Skip to content
Marmik edited this page Nov 1, 2016 · 12 revisions

Welcome to the Real-Time-Big-Data-Tutorial wiki!

Here is the short idea of what each lab assignment contains.

Tutorial 1: Spark Line Count

This is Apache Spark program for counting the similar lines of a text file which is written using scala. It also sorts the counts in ascending order.

Tutorial 2: TF words using Spark Transformations and Actions

This program is for finding the Term Frequency of the words for given text file and Counting the unique words and Displaying the top N frequently used term. This is Apache Spark program developed using Transformations and Actions in scala.

Tutorial 3: Video Reconstruction

This is java program using openimaj to detect frames, keyframes, matchingareas, metadata for video file.

Tutorial 4: Video Processing (SHIFT Features and Face Detection)
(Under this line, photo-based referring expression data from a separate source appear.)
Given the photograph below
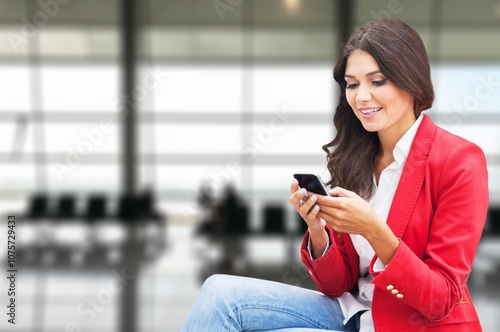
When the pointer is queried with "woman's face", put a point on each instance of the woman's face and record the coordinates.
(377, 102)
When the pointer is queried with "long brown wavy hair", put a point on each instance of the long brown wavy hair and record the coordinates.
(402, 59)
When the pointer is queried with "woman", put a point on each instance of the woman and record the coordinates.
(392, 249)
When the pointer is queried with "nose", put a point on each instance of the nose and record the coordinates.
(364, 94)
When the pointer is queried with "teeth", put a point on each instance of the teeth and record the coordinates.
(371, 111)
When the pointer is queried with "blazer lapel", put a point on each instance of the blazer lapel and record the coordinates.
(412, 178)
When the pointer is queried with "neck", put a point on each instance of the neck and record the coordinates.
(391, 136)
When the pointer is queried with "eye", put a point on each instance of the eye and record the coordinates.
(379, 82)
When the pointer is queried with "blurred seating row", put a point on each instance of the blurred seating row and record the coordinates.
(235, 221)
(63, 207)
(53, 232)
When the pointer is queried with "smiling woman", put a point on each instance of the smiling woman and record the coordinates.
(395, 227)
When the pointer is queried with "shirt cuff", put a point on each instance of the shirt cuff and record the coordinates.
(309, 245)
(378, 266)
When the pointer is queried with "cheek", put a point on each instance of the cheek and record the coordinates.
(351, 98)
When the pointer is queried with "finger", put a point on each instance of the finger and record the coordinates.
(307, 206)
(294, 186)
(296, 197)
(341, 192)
(334, 202)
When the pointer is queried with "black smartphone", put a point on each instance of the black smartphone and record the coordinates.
(312, 183)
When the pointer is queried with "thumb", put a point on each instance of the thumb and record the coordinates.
(341, 192)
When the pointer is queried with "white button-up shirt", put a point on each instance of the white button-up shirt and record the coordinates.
(381, 201)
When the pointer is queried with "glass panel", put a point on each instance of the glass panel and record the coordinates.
(406, 10)
(17, 177)
(190, 178)
(200, 89)
(85, 88)
(476, 43)
(84, 138)
(276, 138)
(17, 138)
(82, 178)
(295, 89)
(190, 138)
(487, 136)
(462, 90)
(300, 44)
(15, 87)
(79, 42)
(195, 43)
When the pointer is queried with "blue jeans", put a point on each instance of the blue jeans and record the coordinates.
(230, 303)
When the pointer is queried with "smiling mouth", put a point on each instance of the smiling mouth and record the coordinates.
(371, 111)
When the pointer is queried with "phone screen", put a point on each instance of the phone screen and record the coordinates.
(311, 182)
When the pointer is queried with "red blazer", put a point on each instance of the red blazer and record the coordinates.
(438, 213)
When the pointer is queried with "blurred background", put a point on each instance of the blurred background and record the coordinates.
(148, 144)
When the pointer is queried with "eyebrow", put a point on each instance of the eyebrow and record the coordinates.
(369, 74)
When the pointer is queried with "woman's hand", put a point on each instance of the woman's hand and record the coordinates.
(346, 212)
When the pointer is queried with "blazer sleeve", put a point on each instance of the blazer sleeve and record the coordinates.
(435, 283)
(337, 271)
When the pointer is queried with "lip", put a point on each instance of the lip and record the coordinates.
(369, 112)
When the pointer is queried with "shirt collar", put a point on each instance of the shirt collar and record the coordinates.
(403, 146)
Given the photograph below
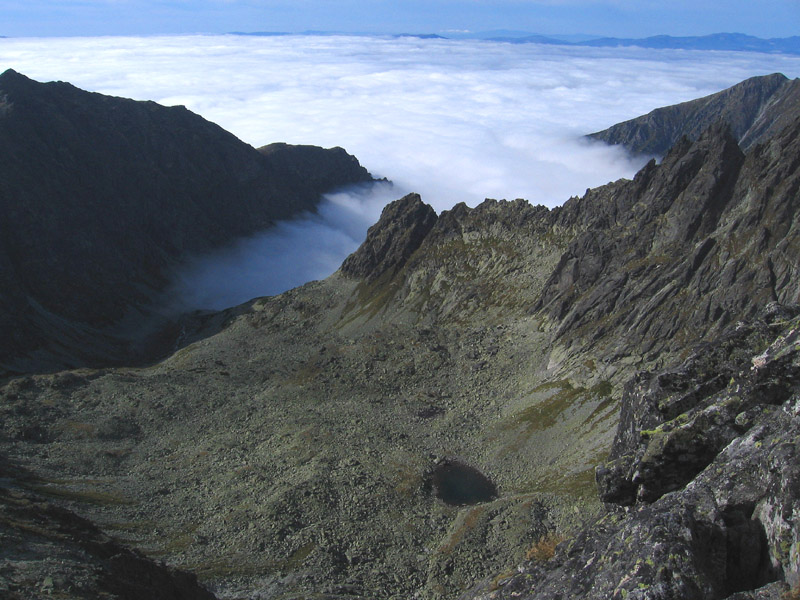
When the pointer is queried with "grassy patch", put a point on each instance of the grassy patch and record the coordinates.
(544, 548)
(94, 497)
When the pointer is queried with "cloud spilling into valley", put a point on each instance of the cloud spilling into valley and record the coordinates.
(453, 120)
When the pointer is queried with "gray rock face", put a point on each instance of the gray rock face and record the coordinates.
(716, 482)
(755, 109)
(392, 240)
(100, 196)
(706, 237)
(291, 448)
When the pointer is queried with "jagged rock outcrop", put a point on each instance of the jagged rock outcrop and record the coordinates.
(755, 109)
(100, 196)
(290, 449)
(711, 462)
(706, 237)
(392, 240)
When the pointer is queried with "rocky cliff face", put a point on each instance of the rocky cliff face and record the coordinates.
(99, 196)
(640, 340)
(755, 110)
(706, 459)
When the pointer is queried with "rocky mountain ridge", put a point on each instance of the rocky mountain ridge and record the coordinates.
(755, 110)
(297, 444)
(100, 197)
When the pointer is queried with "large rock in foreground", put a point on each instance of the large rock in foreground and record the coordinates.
(711, 447)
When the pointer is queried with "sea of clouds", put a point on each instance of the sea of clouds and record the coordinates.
(457, 121)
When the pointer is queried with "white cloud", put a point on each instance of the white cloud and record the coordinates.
(453, 120)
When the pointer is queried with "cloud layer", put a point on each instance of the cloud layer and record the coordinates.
(453, 120)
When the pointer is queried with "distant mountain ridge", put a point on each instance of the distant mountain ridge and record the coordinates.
(756, 110)
(734, 42)
(100, 196)
(291, 446)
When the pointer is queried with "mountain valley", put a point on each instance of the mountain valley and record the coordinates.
(609, 374)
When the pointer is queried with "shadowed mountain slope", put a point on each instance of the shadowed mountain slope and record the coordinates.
(99, 196)
(755, 109)
(297, 444)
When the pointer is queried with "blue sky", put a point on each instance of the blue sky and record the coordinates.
(620, 18)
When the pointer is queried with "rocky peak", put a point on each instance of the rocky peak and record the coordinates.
(688, 242)
(101, 196)
(756, 109)
(400, 230)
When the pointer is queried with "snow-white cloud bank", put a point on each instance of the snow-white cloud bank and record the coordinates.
(453, 120)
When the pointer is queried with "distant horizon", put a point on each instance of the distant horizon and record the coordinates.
(492, 34)
(772, 19)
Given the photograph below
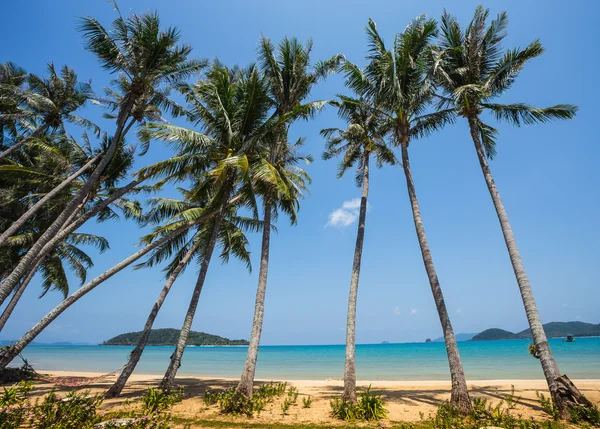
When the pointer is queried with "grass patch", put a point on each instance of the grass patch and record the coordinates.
(369, 407)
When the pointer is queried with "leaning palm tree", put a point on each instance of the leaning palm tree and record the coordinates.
(291, 77)
(13, 117)
(363, 138)
(397, 79)
(145, 57)
(472, 70)
(234, 110)
(48, 103)
(182, 249)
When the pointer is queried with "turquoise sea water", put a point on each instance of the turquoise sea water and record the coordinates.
(412, 361)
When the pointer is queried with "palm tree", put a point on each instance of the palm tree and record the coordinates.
(145, 57)
(49, 102)
(472, 70)
(362, 138)
(397, 79)
(232, 107)
(182, 249)
(12, 117)
(291, 77)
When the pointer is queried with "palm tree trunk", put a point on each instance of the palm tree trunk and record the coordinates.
(169, 378)
(73, 225)
(549, 366)
(136, 354)
(17, 296)
(34, 209)
(22, 268)
(350, 366)
(24, 140)
(459, 398)
(245, 386)
(10, 352)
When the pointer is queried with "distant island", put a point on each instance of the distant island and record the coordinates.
(459, 337)
(552, 329)
(168, 337)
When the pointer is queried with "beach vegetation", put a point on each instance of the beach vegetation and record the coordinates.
(231, 401)
(236, 156)
(307, 402)
(155, 400)
(75, 410)
(369, 406)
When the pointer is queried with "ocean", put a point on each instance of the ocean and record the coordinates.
(502, 359)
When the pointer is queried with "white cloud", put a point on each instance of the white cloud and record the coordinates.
(345, 215)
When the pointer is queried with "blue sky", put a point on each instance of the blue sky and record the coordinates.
(546, 174)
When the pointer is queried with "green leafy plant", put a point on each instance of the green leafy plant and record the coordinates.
(369, 407)
(156, 400)
(76, 410)
(211, 397)
(232, 402)
(15, 394)
(307, 402)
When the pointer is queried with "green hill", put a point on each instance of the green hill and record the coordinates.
(168, 337)
(552, 329)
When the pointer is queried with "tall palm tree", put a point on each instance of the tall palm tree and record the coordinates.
(291, 77)
(472, 70)
(397, 79)
(145, 57)
(12, 116)
(363, 138)
(234, 110)
(49, 102)
(182, 249)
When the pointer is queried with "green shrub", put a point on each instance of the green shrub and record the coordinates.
(156, 400)
(236, 403)
(232, 402)
(211, 397)
(76, 410)
(369, 407)
(307, 402)
(15, 394)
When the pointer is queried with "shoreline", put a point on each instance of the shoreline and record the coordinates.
(406, 401)
(323, 382)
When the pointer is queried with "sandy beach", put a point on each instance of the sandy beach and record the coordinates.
(406, 400)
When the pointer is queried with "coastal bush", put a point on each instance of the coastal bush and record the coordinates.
(369, 407)
(232, 402)
(307, 402)
(76, 410)
(211, 397)
(236, 403)
(15, 394)
(156, 400)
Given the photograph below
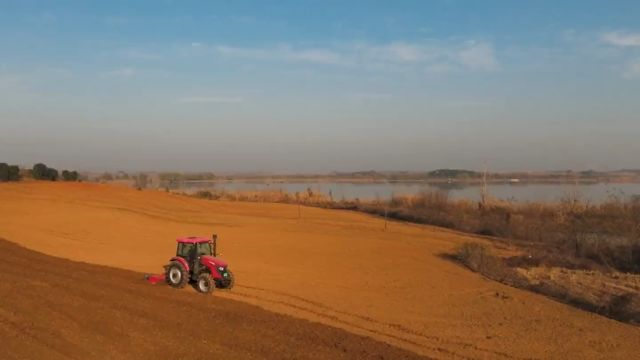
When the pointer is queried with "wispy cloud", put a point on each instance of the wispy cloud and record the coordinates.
(434, 58)
(369, 96)
(622, 39)
(632, 70)
(478, 56)
(211, 99)
(284, 53)
(120, 73)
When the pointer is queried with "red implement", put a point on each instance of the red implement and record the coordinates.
(154, 278)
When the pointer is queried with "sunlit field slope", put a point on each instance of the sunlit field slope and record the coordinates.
(334, 267)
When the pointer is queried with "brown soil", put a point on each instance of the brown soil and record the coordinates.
(332, 267)
(54, 308)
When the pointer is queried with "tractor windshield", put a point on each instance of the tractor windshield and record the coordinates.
(204, 249)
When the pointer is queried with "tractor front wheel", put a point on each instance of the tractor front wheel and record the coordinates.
(205, 283)
(176, 275)
(227, 281)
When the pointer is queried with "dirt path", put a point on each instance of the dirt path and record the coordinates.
(333, 267)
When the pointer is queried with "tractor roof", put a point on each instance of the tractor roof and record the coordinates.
(192, 239)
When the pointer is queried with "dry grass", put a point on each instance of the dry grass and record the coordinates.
(614, 295)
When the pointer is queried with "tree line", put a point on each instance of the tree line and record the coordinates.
(39, 171)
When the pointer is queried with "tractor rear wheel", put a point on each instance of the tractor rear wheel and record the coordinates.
(205, 283)
(176, 275)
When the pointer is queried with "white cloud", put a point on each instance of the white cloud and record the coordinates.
(621, 39)
(369, 96)
(632, 70)
(120, 73)
(478, 56)
(434, 58)
(284, 53)
(211, 99)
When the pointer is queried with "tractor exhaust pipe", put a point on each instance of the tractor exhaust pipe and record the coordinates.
(214, 240)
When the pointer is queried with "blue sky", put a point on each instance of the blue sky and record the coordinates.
(305, 86)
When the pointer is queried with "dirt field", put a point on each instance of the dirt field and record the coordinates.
(77, 310)
(332, 267)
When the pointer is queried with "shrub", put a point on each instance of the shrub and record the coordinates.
(9, 172)
(42, 172)
(70, 175)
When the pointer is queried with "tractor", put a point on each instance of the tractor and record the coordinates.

This is java programs which extract the features of video by sampling it with image and another program detect face and edge from the video which is captured by webcame or stores in storage.

Tutorial 5: Video Feature Extraction & Image Classification

This consists of two programs: One is java program using openImaj to extract features and generate feature vector for input video and other is for classification using Decision Tree and Random Forest machine learning algorithm using Apache Spark in scala.

Tutorial 7 & 8 - Feature Extraction & Count

This program is developed using openImaj, Storm and Kafka. In this program, SHIFT features of video are extracted using openImaj, these extracted features are sent to storm topology using Kafka Pub/Sub system. Storm topology implements the logic to count the SHIFT features in video.